On average, the value of those companies has risen almost by half since January. Driving those market valuations is the expectation of more growth ahead: Analysts both in industry and in the government anticipate that solar will be the fastest-growing alternative source of electric power over the next 25 years.

How will it happen?

This year’s E-gang, our ninth annual look at technology innovation, offers a snapshot of some of the inventions and entrepreneurs that are part of this solar boom.
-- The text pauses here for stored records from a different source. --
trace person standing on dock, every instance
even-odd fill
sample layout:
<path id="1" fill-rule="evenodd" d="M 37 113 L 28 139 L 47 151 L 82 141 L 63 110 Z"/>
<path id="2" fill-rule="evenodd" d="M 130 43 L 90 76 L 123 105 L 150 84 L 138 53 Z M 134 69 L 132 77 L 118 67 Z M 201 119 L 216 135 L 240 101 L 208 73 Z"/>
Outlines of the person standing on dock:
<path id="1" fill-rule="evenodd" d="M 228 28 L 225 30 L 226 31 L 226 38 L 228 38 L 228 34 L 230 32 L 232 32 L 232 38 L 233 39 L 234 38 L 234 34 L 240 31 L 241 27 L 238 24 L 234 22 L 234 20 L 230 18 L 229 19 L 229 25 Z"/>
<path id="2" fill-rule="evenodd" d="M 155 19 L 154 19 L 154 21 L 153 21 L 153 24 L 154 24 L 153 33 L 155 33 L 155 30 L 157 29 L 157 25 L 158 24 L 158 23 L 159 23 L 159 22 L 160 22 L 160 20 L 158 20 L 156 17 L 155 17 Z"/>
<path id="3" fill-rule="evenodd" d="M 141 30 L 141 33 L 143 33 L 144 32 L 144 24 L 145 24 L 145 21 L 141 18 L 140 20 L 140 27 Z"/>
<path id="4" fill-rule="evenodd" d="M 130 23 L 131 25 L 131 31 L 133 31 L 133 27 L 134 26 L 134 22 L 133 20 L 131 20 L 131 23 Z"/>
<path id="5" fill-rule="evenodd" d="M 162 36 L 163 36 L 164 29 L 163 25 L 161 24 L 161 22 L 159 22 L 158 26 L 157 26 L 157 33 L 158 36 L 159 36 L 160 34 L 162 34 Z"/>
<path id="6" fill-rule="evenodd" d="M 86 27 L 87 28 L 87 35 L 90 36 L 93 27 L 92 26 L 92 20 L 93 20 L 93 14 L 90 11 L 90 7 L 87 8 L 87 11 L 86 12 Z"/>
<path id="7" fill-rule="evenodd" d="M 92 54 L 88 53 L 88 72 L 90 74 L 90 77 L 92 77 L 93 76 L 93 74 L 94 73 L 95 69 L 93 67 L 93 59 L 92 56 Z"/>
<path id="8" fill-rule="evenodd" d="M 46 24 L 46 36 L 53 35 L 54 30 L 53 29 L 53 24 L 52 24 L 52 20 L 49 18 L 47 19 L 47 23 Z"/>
The work starts with tool makers–those companies that are building and refining the equipment needed to make solar cells.

Then there are inventors, who keep trying to squeeze more power from every ray of sunlight. Manufacturers of different versions of solar power vie to have their approach designated as the most promising. There are plenty of contestants: the traditional approach of building crystalline solar cells, pairs relatively higher efficiency with higher costs.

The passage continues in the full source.